Why Do We Really Use Euler's Number For Growth? An image that asks "Why e^(rt) and not 2^(rt)?

Euler’s number is synonymous with natural growth and decay. Whenever we talk about phenomena such as population growth or investment returns, the associated mathematical formulations involve ‘e’ — Euler’s number.

Back when I first encountered this phenomenon in high school, I must admit that I just took it for granted. But over the years, if there’s one thing that I have learned, it is to question things. With the usage of Euler’s number, a simple series of questions started popping up in my head:

WHY do we use ‘e’?

Why does it HAVE to be a constant that is equal to ‘2.718281828459045…’?
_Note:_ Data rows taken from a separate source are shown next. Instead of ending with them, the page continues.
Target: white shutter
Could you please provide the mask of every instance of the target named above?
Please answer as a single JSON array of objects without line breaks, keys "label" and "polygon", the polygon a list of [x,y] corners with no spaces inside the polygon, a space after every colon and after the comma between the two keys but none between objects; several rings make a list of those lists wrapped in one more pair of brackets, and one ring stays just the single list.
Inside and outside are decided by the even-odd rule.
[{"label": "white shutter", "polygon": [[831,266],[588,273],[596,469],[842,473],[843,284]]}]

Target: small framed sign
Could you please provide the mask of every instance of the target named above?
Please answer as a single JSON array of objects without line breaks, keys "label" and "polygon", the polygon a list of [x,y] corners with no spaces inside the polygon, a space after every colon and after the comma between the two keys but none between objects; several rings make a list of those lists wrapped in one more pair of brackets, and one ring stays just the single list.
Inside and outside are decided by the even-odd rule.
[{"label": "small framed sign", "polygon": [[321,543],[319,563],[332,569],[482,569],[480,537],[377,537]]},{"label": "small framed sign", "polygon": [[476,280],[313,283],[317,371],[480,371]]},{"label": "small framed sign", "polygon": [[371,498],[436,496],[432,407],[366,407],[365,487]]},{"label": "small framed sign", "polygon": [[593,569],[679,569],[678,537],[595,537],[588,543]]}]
Why can’t it be just ANY other constant such as ‘2’ or ‘3’ or ‘10’?”

Well, it turns out that there is a wealth of significant reasons that justify our usage of Euler’s number. These reasons not just justify its usage, but go on to show why ‘e’ is one of the most significant constants in all of mathematics.

In this essay, I start with a brief historical account of ‘e’ and then go on to explore the reasons why we use it for expressing growth and decay. In the process, I also cover certain unique properties that this constant possesses.

If you are a math enthusiast, who, like me, has always been fascinated by Euler’s number, then this essay is right up your alley! Broadly speaking, it is an attempt to explore ‘why’ we do things a certain way in mathematics. Without any further delay, let us get started.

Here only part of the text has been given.